Developed by Monash University, Edwina says this could help manage SIBO and reduce gastrointestinal symptoms.

“Certain carbohydrate foods, specifically those containing fermentable carbohydrates known as FODMAP foods, can exacerbate symptoms in both SIBO and IBS,” Edwina explains.

“These foods contain a type of sugar called a short-chain carbohydrate that is poorly absorbed in the small intestine, causing digestive stress in some people.

“However, it’s important to understand this is more of a dietary intervention to reduce symptoms rather than a ‘diet’ and should only be done short term with the help of a qualified professional.”

This diet is relatively safe, effective and could even be modified to meet individual needs, Joanna adds.

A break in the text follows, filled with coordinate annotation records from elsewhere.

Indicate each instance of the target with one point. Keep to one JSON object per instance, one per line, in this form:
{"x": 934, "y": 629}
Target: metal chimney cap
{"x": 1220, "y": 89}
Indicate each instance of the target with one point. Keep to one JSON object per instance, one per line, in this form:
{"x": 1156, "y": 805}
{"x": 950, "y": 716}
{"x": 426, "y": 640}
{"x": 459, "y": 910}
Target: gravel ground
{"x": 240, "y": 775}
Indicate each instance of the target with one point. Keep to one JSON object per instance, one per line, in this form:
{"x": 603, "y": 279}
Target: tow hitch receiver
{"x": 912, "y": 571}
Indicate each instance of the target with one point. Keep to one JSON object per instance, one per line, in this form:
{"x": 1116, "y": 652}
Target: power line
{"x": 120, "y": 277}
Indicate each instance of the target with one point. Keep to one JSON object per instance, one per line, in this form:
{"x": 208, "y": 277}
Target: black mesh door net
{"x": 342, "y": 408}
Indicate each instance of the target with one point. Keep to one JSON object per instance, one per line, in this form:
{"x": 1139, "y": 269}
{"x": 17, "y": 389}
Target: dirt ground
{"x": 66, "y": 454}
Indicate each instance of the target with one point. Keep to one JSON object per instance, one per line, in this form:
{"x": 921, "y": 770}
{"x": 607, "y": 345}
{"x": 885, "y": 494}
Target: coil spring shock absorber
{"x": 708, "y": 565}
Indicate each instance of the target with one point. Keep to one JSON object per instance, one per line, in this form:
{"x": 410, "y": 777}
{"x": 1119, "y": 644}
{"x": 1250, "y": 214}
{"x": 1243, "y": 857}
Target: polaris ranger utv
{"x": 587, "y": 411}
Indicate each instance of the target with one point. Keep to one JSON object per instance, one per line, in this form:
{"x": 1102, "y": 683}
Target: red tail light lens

“It puts the person in control of treating and managing symptoms.”

Foods to avoid

  • Milk, ice cream and yogurt
  • Cereal and bread
  • Vegetables, including artichokes, asparagus, beans, cauliflower, garlic, lentils, onions and peas
  • Fruit, including apples, cherries, dried fruits, pears and peaches; high-fructose corn syrup, honey and soft drinks.

Foods to eat

  • Eggs and meat
  • Almond milk
  • Brie, camembert, cheddar and feta
  • Gluten-free biscuits, noodles and pasta
  • Oats, peanuts, quinoa, rice, seeds
  • Vegetables, including broccoli, carrots, cucumbers, eggplant, leafy greens, olives, potatoes, pumpkin, tomatoes and zucchini
  • Fruit, including blueberries, grapes, oranges, pineapple and strawberries.

What is the specific carbohydrate diet?

Another diet that may help SIBO is the specific carbohydrate diet, which limits carbohydrates to only those that are easily digested.

There have been very few clinical studies into SCD and most support comes from testimonials.

Foods to avoid

  • Potatoes
  • Grains, including rice, wheat, corn, quinoa, millet
  • Processed meats
  • Most dairy
  • Most legumes
  • Processed sugar and processed foods.

Foods to eat

  • Most unprocessed, fresh or frozen fruits and juices
  • Most vegetables
  • Most fresh meats, eggs
  • Homemade fermented yoghurt, some natural cheeses
  • Soaked dried legumes
  • Nuts and nut butters
  • Herbs and spices.

While it’s reported that SCD and a low-FODMAP diet are sometimes combined to manage SIBO, one study found the latter statistically had significant improvement in symptoms.